Defendants Wait Too Long to Test Onglyza for Cardiovascular Risks

Onglyza was approved by the FDA approval for sale in July 2009. It is one of a class of type 2 medications called “dipeptidyl peptidase-4 (DDP-4) inhibitors,” or “incretin mimetics,” which works by stimulating the pancreas to make insulin after a meal. This extra insulin helps keep blood sugar levels under control.

The drug also inhibits the action of incretin, a hormone which normally stimulates the production of insulin. The plaintiff states in his complaint that the drug manipulates the “natural biological incretin effect” by enabling the insulin-releasing process for longer period of time than what the body is used to. He says the company should have performed more testing of the drug to determine if this might increase the risk of cardiovascular problems, but didn’t.

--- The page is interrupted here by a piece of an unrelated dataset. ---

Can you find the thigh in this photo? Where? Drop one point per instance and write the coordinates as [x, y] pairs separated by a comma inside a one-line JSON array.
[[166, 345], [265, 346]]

In 2008, the U.S. Department of Health and Human Services, Food and Drug Administration, and Center for Drug Evaluation and Research, issued a Guidance for Industry in which it asked companies developing type 2 diabetes drugs to take steps to make sure their products were not associated with an unacceptable increase in cardiovascular risk.  According to the plaintiff, however, the defendants “failed to perform adequate clinical trials to determine if their drugs created such an increased risk” during the development of the drug.

It wasn’t until Onglyza was already on the market that the manufacturers finally conducted a cardiovascular trial.

FDA Panel Recommends Increased Warnings

The trial was called the SAVOR trial. Researchers conducting the trial found that those patients taking Onglyza had a statistically significant increased risk of being hospitalized due to heart failure. The FDA requested the raw data from the trial, and performed its own analysis.

After confirming the results, the FDA scheduled a meeting of the Endocrinologic and Metabolic Drugs Advisory Committee in April 2015. The panel recommended that the FDA require additional warnings on the drug to alert healthcare providers and patients of the risk of heart failure. The FDA did just that in 2016, but this was too little, too late for the plaintiff.